# Trimmer fuel line leaking



## Keithandstef (May 18, 2019)

Hi all. I have a Stihl FS85 that is leaking fuel occasionally from the furl line that returns to the tank, where the fuel line connects to the carb outlet. The carb I have has the copper looking pipes, not the notched plastic type. So the connection isn't as much under tension since the fuel line just slides onto the little pipe. But the fuel lines are new and I cleaned everything real well before assembly but it still weeps fuel sometimes. Is there a sealant I can put on the pipe to keep this form happening? Thanks.


----------



## Colt Marlington (May 22, 2019)

Maybe you could twist a wire around it, in place of a hose clamp.


----------



## TRTermite (May 22, 2019)

Keithandstef said:


> Hi all. I have a Stihl FS85 that is leaking fuel occasionally from the furl line that returns to the tank, where the fuel line connects to the carb outlet. The carb I have has the copper looking pipes, not the notched plastic type. So the connection isn't as much under tension since the fuel line just slides onto the little pipe. But the fuel lines are new and I cleaned everything real well before assembly but it still weeps fuel sometimes. Is there a sealant I can put on the pipe to keep this form happening? Thanks.
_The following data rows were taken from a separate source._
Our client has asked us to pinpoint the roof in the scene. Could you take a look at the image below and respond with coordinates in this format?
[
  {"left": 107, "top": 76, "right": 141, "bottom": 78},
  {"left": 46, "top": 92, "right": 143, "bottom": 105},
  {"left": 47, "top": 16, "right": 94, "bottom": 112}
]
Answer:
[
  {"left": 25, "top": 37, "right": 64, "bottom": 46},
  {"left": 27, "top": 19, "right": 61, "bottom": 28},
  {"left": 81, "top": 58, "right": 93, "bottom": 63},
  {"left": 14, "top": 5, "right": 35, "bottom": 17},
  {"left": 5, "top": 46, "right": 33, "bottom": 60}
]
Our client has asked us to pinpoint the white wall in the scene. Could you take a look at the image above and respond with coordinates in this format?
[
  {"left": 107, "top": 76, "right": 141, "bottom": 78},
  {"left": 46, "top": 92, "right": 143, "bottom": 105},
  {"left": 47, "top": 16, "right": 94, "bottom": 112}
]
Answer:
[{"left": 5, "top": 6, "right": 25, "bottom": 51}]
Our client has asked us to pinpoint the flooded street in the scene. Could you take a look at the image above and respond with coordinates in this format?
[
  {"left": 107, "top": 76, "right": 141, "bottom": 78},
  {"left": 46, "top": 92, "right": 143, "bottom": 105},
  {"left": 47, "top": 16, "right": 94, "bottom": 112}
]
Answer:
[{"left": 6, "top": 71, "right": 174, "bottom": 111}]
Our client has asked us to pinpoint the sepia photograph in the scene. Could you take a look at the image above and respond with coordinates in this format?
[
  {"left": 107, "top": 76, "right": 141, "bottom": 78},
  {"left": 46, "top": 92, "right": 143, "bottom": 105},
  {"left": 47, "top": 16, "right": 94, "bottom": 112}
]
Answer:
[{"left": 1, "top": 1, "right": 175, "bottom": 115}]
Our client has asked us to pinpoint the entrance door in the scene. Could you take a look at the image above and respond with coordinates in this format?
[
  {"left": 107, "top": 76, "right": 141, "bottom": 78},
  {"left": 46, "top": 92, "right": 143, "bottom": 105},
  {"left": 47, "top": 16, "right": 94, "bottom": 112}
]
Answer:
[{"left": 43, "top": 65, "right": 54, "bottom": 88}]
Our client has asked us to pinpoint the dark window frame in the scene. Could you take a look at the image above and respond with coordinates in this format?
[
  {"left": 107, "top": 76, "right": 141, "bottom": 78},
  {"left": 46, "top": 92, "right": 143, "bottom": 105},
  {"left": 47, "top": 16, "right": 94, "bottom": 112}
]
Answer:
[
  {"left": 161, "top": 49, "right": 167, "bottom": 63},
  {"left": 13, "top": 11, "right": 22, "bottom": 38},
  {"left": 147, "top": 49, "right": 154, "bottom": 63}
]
Is it possible your ID of line is to big? Should be a fairly snug fit over the nipple and into the tank .... there are so many sizes available and so easy to get the wrong one . Maybe the wall thickness is complicating things...


----------



## Keithandstef (May 22, 2019)

Fuel line fits pretty snug. I have an extra carb that I’m going to try. I think it may be leaking where the return tube exits the carb. I put a nice clamp on the fuel line and it still leaked. So it may be coming from just up stream of that point. Very hard to tell as it doesn’t happen right in front of me. Only after it sits for a long time and maybe heats up from the heat of the day warming my garage.


----------



## Keithandstef (May 24, 2019)

Was the carb. It was leaking from behind the brass return hose. New carb, nice and dry now.


----------